De acordo com o diretor-geral, Geison Freitas, mesmo com todo o investimento em obras estruturantes, o comportamento da população em relação ao uso racional de água é essencial para períodos de estiagem, como o que está ocorrendo agora.

“Nós temos capacidade de captar água do rio, mesmo que o nível esteja abaixo de 1 m no nosso ponto de captação. Fizemos melhorias na ETA-2 e vamos ampliar a capacidade de reservação de água no município. Junto com os nossos esforços, a população precisa estar consciente de que o uso racional é fundamental neste momento. Ao lavar o carro com mangueira por 30 minutos, por exemplo, se consome a mesma quantidade de água que uma família de três pessoas consome em um dia. É preciso que haja conscientização de todos”. 

Em Viamão, segundo a Prefeitura, a Corsan está construindo uma nova estação de captação e tratamento em Itapuã, que vai resolver de forma definitiva o problema do desabastecimento de água causado pela estiagem. Entretanto, ela só deve entrar em operação em 2025. Em relação às questões do consumo pelo agronegócio, a Administração está em constante contato com os técnicos da Emater para monitorar. A Prefeitura de Cachoeirinha está avaliando a publicação de um decreto para o uso racional da água. 

Em Gravataí, agentes da Guarda Municipal monitoram captações irregulares no Rio Gravataí e fiscalizam o uso excessivo da água. O chamado período de estresse hídrico (de novembro a março) requer atenção dos moradores quanto ao consumo consciente do recurso hídrico. Nesses meses, a Prefeitura deve intensificar as campanhas em prol do uso adequado da água, tanto da comunidade quanto da iniciativa privada e pública.
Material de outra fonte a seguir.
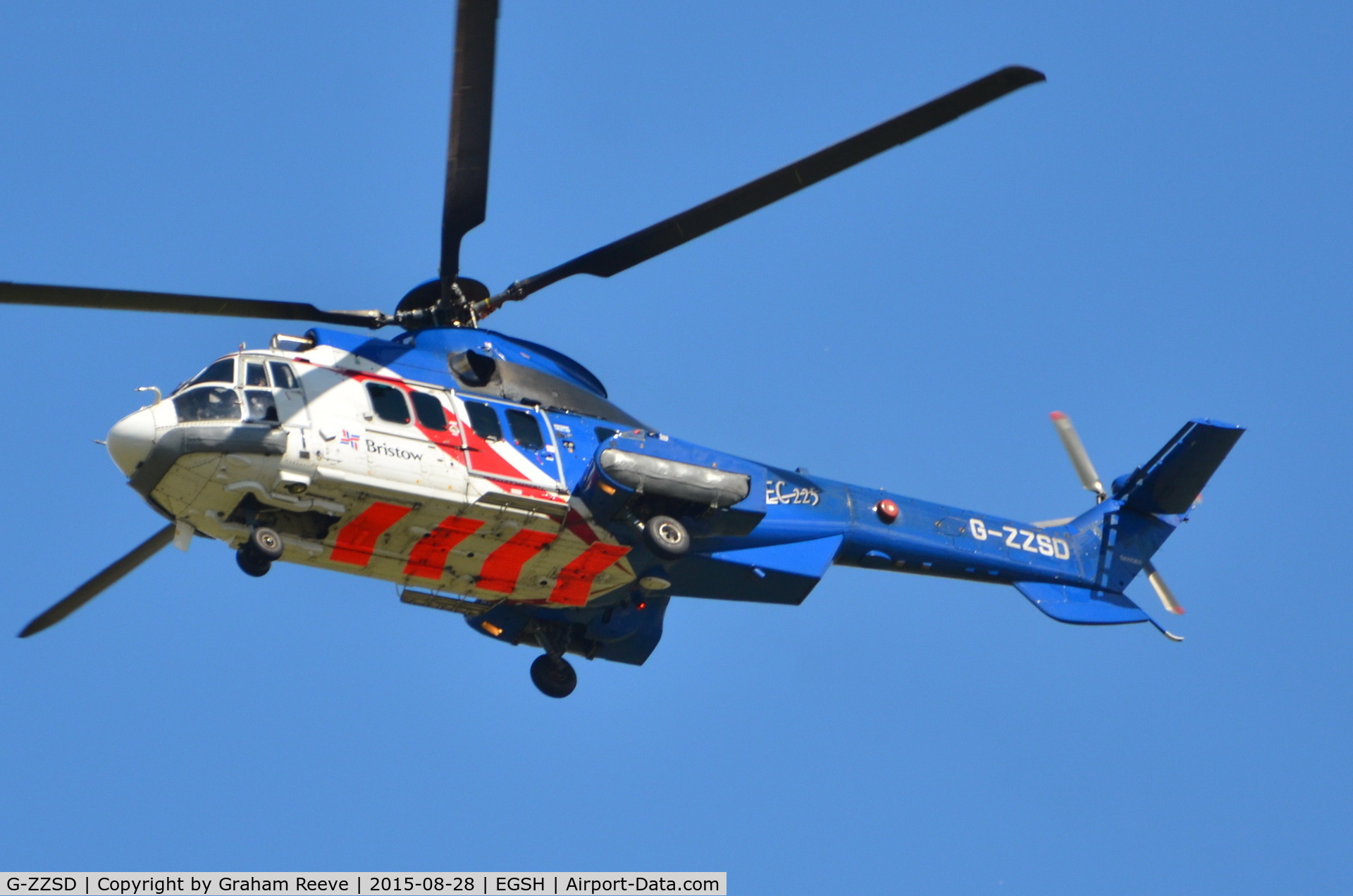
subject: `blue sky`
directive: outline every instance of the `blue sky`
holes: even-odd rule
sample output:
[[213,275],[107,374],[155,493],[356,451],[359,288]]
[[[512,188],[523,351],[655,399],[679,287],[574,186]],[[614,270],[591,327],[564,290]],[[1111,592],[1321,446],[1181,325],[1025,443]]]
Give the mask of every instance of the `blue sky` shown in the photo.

Segundo o decreto publicado em dezembro pelo prefeito Luiz Zaffalon, no intuito de combater o desperdício de água, são consideradas infrações: manter instalações hidráulicas, da rede pública ou particular, com vazamentos, tais como manter torneiras, canos, conexões, válvulas, caixas d'água, reservatórios, tubos ou mangueiras, eliminando água continuamente; fazer uso de mangueira, lava jato, entre outros similares, de modo que a água tenha fluxo contínuo fora do objeto da lavagem, no caso de veículos, calçadas, paredes, pisos, janelas e telhados de prédios públicos ou privados, comerciais ou particulares. Em caso de descumprimento dessas medidas, a multa pode chegar a R$ 2.835.
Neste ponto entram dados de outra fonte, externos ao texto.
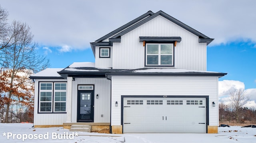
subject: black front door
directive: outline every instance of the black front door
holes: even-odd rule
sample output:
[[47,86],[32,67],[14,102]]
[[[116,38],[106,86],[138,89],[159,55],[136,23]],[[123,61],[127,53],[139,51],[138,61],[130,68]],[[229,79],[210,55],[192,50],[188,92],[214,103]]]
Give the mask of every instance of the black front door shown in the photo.
[[93,90],[78,90],[77,122],[93,122],[94,108]]

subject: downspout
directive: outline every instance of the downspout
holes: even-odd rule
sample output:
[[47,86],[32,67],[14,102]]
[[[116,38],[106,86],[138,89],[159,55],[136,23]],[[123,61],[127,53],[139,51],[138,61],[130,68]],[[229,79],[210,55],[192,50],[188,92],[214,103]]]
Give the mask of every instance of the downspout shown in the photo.
[[111,79],[109,78],[108,77],[108,76],[107,75],[107,73],[108,73],[107,72],[105,74],[106,78],[107,80],[110,80],[110,125],[109,125],[109,131],[110,132],[110,133],[112,133],[112,127],[111,127],[111,107],[112,106],[112,104],[111,104],[111,100],[112,100],[112,80],[111,80]]

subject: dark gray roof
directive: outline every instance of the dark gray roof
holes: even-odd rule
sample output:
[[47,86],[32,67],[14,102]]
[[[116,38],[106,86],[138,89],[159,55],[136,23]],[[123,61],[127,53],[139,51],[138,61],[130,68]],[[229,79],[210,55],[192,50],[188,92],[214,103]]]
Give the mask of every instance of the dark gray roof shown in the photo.
[[[199,43],[206,43],[208,45],[214,40],[214,39],[210,38],[161,10],[156,13],[149,11],[146,14],[96,40],[95,41],[96,42],[91,43],[91,47],[94,56],[95,46],[111,46],[112,45],[112,42],[120,42],[121,36],[160,15],[198,36]],[[111,37],[112,37],[109,42],[102,42],[103,40]]]
[[[71,69],[72,70],[70,70]],[[107,76],[218,76],[221,77],[226,73],[186,70],[175,68],[141,68],[134,69],[100,69],[91,67],[70,68],[68,67],[58,72],[62,77],[105,77]]]
[[95,42],[101,42],[102,41],[106,39],[107,38],[109,38],[109,37],[113,36],[113,35],[116,34],[117,33],[120,32],[120,31],[123,30],[123,29],[125,29],[125,28],[126,28],[127,27],[128,27],[129,26],[132,25],[132,24],[134,24],[136,23],[136,22],[138,22],[140,20],[142,20],[144,18],[145,18],[148,16],[152,16],[152,15],[154,14],[154,13],[152,12],[150,10],[148,12],[146,13],[146,14],[139,16],[139,17],[137,18],[136,18],[135,19],[134,19],[134,20],[133,20],[132,21],[127,23],[126,24],[123,25],[123,26],[119,27],[118,28],[116,29],[116,30],[112,31],[112,32],[109,33],[108,34],[105,35],[105,36],[102,37],[101,38],[98,39],[98,40],[96,40],[96,41],[95,41]]

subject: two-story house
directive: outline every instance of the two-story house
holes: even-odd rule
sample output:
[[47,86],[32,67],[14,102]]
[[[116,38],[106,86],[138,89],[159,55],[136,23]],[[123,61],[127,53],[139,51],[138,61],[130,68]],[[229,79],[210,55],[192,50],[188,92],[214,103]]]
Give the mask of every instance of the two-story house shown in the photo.
[[30,77],[35,127],[218,133],[218,81],[226,74],[206,71],[213,40],[162,11],[148,11],[91,43],[95,63]]

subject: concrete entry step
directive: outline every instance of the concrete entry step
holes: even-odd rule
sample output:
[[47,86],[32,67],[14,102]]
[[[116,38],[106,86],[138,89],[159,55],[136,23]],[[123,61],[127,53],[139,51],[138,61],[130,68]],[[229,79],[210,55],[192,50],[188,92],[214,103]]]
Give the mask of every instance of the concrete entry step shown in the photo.
[[70,129],[69,131],[85,131],[87,132],[90,132],[91,130],[89,128],[71,128]]
[[89,128],[91,129],[91,126],[90,125],[73,125],[70,126],[70,129],[72,128]]
[[73,125],[70,126],[70,129],[69,131],[90,132],[92,131],[92,127],[89,125]]

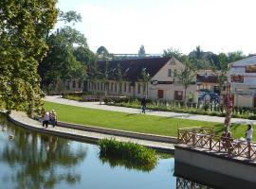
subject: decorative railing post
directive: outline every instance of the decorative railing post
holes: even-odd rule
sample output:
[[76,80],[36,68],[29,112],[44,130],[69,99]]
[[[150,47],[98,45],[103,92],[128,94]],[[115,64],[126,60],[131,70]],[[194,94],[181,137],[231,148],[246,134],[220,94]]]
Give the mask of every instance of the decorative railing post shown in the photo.
[[192,146],[195,146],[195,132],[192,131]]
[[247,143],[247,146],[248,146],[247,159],[250,159],[251,158],[251,155],[250,155],[250,151],[251,151],[250,142]]
[[210,140],[209,140],[209,147],[210,147],[210,150],[211,150],[212,149],[212,136],[211,135],[210,135]]

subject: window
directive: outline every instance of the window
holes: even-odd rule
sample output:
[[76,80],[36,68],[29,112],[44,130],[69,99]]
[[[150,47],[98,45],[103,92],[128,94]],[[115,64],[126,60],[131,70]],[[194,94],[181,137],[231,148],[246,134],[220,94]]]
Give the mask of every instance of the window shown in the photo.
[[123,92],[126,93],[126,82],[123,83]]
[[117,92],[118,90],[118,86],[117,86],[117,83],[115,83],[115,92]]
[[129,83],[129,93],[132,93],[132,86],[131,86],[131,83]]
[[254,65],[247,65],[246,73],[256,73],[256,64]]
[[110,91],[112,91],[112,92],[113,92],[113,85],[114,85],[113,83],[111,83],[111,85],[110,85],[111,86]]
[[140,94],[140,83],[137,83],[137,94]]
[[172,77],[172,70],[168,69],[168,77]]
[[143,93],[146,93],[146,83],[143,83]]

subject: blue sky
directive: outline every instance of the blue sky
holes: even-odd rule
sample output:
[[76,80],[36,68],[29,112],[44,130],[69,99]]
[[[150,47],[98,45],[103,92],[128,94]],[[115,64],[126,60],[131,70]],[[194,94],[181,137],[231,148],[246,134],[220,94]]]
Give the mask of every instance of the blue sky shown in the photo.
[[[255,0],[59,0],[64,11],[76,10],[76,29],[96,51],[162,53],[177,48],[187,54],[243,50],[256,53]],[[58,24],[58,26],[62,24]]]

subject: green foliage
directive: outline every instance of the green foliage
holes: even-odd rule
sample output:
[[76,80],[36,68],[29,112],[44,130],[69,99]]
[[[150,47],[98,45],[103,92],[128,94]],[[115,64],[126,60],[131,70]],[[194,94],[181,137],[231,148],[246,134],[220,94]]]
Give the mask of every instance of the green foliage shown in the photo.
[[82,16],[80,13],[77,13],[74,10],[69,10],[67,12],[64,12],[62,10],[59,10],[58,21],[63,21],[65,24],[73,22],[73,25],[74,25],[75,23],[82,22]]
[[155,150],[135,143],[119,142],[115,139],[101,139],[99,146],[101,157],[116,157],[126,163],[131,162],[130,165],[148,165],[146,170],[151,170],[157,163]]
[[41,105],[38,61],[56,23],[55,0],[0,1],[0,101],[29,115]]
[[[47,39],[47,44],[49,52],[39,66],[45,88],[50,84],[55,86],[58,78],[85,79],[86,66],[93,61],[94,56],[82,34],[65,26],[52,33]],[[74,47],[75,44],[78,47]]]
[[163,51],[163,57],[164,58],[170,58],[172,59],[173,57],[174,57],[176,60],[182,60],[182,53],[179,51],[179,49],[175,49],[175,48],[168,48],[166,50]]
[[108,51],[106,49],[106,47],[104,46],[100,46],[98,49],[97,49],[97,54],[98,55],[108,55]]
[[195,68],[192,66],[192,64],[189,61],[186,60],[183,62],[184,67],[179,69],[179,70],[175,70],[175,76],[178,77],[179,81],[181,82],[181,84],[184,86],[184,90],[185,90],[185,105],[187,106],[187,89],[189,87],[189,85],[191,85],[192,82],[195,81]]
[[143,58],[146,57],[146,51],[144,45],[141,45],[139,50],[138,50],[138,57]]

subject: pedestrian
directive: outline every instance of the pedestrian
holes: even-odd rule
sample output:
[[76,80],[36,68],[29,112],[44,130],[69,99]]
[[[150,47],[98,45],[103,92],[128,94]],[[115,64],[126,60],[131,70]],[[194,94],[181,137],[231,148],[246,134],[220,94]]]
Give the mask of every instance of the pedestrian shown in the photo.
[[142,99],[141,99],[141,110],[142,110],[142,112],[146,112],[146,108],[147,108],[147,99],[146,99],[146,96],[144,96]]
[[50,124],[53,126],[53,128],[57,125],[57,114],[54,110],[50,112]]
[[49,124],[49,112],[46,112],[45,113],[45,116],[44,116],[43,127],[46,126],[46,128],[48,128],[48,124]]
[[246,139],[247,141],[247,143],[250,143],[252,140],[252,133],[253,133],[253,129],[251,124],[247,125],[247,130],[246,132]]
[[228,128],[226,128],[224,132],[222,133],[221,141],[225,151],[230,151],[232,136],[231,132],[228,129]]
A assessoria de comunicação da Companhia Riograndense de Saneamento (Corsan) informou, em nota, que “recebeu todas as demandas e está tratando diretamente com o prefeito de Gravataí para atender o que foi solicitado.” 

Foto: Prefeitura de Gravataí / Divulgação

O atual decreto prevê que a Prefeitura vai acompanhar a situação da disponibilidade hídrica para o abastecimento junto à Corsan, de forma a adotar medidas prévias quando detectados problemas no fornecimento. 

Em Dois Irmãos, devido à falta de chuva, as plantações estão sendo prejudicadas. A Administração Municipal deve se reunir com o Conselho Dois-irmonense de Desenvolvimento Agropecuário (CONDAPE) para avaliar prejuízos e se será necessário decretar situação de emergência. Atualmente o Departamento de Agricultura de Dois Irmãos também está disponibilizando o serviço de máquinas para a abertura e limpeza de açudes e o fornecimento de água com caminhão pipa, caso seja necessário nas propriedades dos produtores.

O presidente do Sindicato dos Trabalhadores Agricultores Familiares, Pedro Joãozinho Becker, diz que das 150 famílias que vivem da agricultura no município, 80% delas estão sendo prejudicadas por falta de chuvas.

“Estamos sentindo o reflexo bem forte com a questão da falta de água. A perda da qualidade da silagem para alimentar o gado leiteiro e de corte é o principal prejuízo por aqui. Houve uma redução de 30% da qualidade porque só tem massa, não tem grão. A baixa qualidade prejudica a alimentação do gado, que precisa de complementação com outros nutrientes. Isso acaba encarecendo a produção. Precisamos de chuva nos próximos dez dias para salvar o milho. Caso contrário, vai ser uma frustração para o produtor. Cada diz que passa, aumenta o tamanho da perda.” 
 
A Prefeitura de Morro Reuter vem desenvolvendo trabalho de prevenção, com a abertura de reservatórios nas propriedades rurais que necessitam de muita água para o desenvolvimento das culturas, ou que sofrem pela falta da mesma. Devido a este trabalho de prevenção, notou-se que a necessidade está menor em relação a anos anteriores, até o presente momento. A cidade tem registrado situações pontuais de falta de água potável no interior do município e por isso a Prefeitura está realizando transporte de água com caminhão pipa atendendo a demanda.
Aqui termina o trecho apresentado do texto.